Molecular Mechanism of Congenital Heart Disease and Pulmonary Hypertension Book Review:

This open access book focuses on the molecular mechanism of congenital heart disease and pulmonary hypertension, offering new insights into the development of pulmonary circulation and the ductus arteriosus. It describes in detail the molecular mechanisms involved in the development and morphogenesis of the heart, lungs and ductus arteriosus, covering a range of topics such as gene functions, growth factors, transcription factors and cellular interactions, as well as stem cell engineering technologies. The book also presents recent advances in our understanding of the molecular mechanism of lung development, pulmonary hypertension and molecular regulation of the ductus arteriosus. As such, it is an ideal resource for physicians, scientists and investigators interested in the latest findings on the origins of congenital heart disease and potential future therapies involving pulmonary circulation/hypertension and the ductus arteriosus.

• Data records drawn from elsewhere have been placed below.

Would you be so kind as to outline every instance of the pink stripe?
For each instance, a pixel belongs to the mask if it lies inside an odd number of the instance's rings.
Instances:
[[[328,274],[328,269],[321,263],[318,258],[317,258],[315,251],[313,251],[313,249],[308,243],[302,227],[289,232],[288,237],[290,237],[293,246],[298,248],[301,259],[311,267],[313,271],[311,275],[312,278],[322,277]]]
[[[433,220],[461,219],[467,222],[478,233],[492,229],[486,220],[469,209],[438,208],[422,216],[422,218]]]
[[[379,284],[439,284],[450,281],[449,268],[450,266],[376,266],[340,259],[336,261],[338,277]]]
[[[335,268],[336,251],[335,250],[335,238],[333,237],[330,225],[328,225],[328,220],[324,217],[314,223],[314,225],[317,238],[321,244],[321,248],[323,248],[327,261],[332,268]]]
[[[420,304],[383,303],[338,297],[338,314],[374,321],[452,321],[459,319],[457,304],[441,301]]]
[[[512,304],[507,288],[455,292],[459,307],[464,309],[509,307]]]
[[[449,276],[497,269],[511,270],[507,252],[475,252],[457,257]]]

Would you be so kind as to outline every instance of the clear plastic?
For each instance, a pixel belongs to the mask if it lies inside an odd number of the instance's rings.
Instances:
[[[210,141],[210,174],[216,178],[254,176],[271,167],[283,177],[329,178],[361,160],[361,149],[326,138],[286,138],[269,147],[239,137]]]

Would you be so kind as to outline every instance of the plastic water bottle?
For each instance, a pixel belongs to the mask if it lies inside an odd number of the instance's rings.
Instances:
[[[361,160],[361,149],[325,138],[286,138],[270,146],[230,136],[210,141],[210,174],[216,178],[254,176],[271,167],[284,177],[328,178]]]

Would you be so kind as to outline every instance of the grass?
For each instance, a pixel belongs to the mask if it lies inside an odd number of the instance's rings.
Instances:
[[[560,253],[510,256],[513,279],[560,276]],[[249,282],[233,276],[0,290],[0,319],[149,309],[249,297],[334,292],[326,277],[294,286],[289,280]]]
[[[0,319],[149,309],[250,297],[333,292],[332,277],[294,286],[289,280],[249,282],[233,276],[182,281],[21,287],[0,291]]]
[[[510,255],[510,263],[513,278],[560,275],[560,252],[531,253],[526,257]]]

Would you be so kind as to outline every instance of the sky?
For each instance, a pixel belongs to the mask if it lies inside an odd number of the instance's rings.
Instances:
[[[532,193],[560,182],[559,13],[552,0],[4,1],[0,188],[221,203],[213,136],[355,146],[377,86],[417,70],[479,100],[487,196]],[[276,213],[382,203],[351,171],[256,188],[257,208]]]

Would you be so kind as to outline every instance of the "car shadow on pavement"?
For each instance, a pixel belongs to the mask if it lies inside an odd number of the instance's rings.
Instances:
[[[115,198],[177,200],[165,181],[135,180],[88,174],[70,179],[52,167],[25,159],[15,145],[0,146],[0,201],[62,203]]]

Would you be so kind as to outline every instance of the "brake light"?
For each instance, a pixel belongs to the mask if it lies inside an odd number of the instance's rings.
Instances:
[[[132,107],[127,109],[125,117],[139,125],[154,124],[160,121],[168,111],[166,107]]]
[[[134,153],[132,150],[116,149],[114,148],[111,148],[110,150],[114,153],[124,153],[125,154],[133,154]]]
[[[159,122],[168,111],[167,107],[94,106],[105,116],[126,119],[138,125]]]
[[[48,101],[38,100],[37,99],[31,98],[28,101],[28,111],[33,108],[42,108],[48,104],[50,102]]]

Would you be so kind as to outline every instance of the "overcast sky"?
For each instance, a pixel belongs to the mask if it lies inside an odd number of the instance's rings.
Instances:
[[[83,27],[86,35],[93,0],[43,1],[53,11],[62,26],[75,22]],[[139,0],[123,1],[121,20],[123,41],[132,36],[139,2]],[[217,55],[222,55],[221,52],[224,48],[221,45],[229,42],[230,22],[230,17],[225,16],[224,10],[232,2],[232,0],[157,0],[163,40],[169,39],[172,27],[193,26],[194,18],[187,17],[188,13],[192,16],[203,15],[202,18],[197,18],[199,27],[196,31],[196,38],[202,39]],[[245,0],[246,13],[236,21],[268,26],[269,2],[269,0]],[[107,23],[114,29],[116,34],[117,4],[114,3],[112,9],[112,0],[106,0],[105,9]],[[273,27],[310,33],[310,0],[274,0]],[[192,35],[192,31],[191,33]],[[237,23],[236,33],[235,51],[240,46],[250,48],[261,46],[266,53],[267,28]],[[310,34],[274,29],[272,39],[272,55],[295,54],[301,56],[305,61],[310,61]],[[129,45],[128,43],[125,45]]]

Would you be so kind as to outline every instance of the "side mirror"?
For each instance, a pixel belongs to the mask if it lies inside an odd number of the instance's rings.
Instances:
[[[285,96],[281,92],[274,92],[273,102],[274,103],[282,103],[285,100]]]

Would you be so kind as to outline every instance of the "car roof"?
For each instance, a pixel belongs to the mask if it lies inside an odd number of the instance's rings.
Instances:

Peripheral Arterial Disease

Peripheral Arterial Disease
Author: Christopher G. Kevil,Shyamal C. Bir,Christopher B. Pattillo
Publsiher: Biota Publishing
Total Pages: 82
Release: 2013-08-01
ISBN 10: 1615045996
ISBN 13: 9781615045990
Language: EN, FR, DE, ES & NL

Peripheral Arterial Disease Book Review:

Peripheral arterial disease (PAD) is a cardiovascular disorder of the peripheral vasculature due to progressive atherosclerotic stenosis of conduit arteries restricting blood flow to tissues. PAD is typically a disease of older individuals, and the incidence of PAD continues to rise due to an increase in cardiometabolic disease and an aging population. Importantly, “all cause” and cardiovascular morbidity and mortality are significantly increased in PAD patients. PAD diagnosis remains a significant challenge, as a large number of patients are asymptomatic. Moreover, PAD results in a significant financial and societal burden with underutilized diagnostics and limited effective therapies. Here we discuss PAD signs and symptoms, pathophysiological mechanisms, current management, and future disease targets and possible therapeutic treatments for PAD.